И все же есть одно разделение, которое я провожу: делю тревогу на ложную и истинную. Оно помогает прояснить, что сообщается человеку через его тело. Это не диагноз, а, скорее, интерпретация, которая помогала моим пациентам найти источник их беспокойства и быстрее определить шаги, которые необходимо предпринять для достижения большего комфорта и счастья.
Впервые мне открыла глаза на данную концепцию Джулия Росс, пионер в области диетотерапии, в своей книге «Лекарство от хандры». Росс предполагает, что у людей есть истинные эмоции и ложные настроения. Истинные эмоции возникают, когда происходит что-то очень сложное: скончался член семьи, и вы скорбите; вы теряете работу, и у вас стресс; вы переживаете расставание, и вам грустно. Эти «искренние реакции на реальные несчастья, с которыми мы сталкиваемся в жизни, бывают тяжелыми, но они могут быть жизненно важными», – пишет Росс (8). С другой стороны, ложное настроение больше похоже на эмоционального самозванца. Например, когда нам кажется, что мы просто проснулись и встали не с той ноги. Или мы вдруг обнаруживаем, что чувствуем раздражение, грусть, злость, беспокойство по поводу того, что обычно не сбивает нас с толку.

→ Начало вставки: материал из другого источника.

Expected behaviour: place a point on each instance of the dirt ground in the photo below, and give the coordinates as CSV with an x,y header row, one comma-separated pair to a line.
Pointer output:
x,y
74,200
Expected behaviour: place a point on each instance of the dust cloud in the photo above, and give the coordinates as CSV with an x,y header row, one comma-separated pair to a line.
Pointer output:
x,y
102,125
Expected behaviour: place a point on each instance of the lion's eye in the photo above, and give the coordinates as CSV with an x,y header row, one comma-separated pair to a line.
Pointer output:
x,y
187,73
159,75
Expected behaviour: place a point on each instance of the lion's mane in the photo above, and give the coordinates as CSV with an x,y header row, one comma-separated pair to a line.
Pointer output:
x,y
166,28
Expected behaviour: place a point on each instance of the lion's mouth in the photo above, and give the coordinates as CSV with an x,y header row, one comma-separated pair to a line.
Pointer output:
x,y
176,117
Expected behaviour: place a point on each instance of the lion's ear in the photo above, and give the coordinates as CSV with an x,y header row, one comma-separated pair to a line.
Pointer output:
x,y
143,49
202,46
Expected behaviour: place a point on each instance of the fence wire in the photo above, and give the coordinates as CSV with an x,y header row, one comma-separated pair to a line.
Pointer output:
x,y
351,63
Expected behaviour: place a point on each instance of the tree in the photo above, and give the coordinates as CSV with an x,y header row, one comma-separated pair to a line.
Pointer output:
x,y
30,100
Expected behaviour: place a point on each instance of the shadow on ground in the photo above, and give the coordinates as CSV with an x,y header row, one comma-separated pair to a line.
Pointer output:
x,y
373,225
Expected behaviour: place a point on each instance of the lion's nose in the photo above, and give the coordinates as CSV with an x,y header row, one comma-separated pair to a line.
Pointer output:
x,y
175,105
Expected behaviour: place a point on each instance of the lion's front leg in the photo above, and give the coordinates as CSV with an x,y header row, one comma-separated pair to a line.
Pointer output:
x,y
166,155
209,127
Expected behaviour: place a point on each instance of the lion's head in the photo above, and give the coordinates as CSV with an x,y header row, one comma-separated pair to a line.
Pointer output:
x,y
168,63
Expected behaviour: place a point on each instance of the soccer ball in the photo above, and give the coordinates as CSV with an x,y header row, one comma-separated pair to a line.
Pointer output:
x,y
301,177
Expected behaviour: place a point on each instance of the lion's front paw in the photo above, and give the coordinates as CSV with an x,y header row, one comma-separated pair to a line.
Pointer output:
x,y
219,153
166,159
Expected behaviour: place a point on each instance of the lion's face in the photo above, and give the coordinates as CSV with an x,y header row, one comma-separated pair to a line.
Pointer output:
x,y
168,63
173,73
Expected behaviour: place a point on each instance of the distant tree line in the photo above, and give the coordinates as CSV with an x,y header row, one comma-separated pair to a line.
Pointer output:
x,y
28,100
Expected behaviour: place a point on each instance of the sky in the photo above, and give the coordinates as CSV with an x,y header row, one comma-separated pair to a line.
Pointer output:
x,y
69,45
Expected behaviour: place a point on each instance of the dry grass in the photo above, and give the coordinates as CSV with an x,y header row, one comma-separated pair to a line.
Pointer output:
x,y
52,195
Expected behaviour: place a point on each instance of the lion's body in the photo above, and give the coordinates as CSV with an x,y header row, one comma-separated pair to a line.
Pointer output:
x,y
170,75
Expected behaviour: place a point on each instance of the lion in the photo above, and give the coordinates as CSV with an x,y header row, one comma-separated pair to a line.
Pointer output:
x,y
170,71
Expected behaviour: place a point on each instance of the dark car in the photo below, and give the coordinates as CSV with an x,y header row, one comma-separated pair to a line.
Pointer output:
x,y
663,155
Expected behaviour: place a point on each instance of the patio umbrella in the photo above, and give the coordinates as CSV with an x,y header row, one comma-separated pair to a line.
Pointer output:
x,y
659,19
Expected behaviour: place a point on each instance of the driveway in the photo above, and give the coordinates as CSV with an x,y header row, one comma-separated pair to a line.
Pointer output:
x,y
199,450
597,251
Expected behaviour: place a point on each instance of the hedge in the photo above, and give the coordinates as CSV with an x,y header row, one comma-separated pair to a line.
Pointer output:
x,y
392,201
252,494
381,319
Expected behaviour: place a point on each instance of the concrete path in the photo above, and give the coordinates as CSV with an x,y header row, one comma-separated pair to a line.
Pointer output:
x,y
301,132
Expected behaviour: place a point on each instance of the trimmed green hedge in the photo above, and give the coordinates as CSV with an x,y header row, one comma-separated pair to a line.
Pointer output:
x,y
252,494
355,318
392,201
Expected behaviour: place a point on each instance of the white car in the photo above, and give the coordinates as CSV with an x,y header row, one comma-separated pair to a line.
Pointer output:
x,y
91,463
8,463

В такие моменты ум слишком занят, чтобы объяснять реакцию. Мозг говорит: «Может быть, я волнуюсь, потому что гневное электронное письмо босса заставляет думать, что я плохо справляюсь на работе; или что-то в сообщении старого друга мне не нравится». Разум сам создает смысл. Дайте нам картинку из двух точек и линии, и мы увидим лицо; похмелье и холодное пиво вместо завтрака наводят на мысль о проблемах на работе, о том, что, кажется, отношения разваливаются или мир обречен… Просто человеческий разум любит рассказывать истории. Это объясняет наши физические ощущения. И бóльшая часть тревоги заключается именно в том, что разум пытается оправдать физическую реакцию тела на стресс.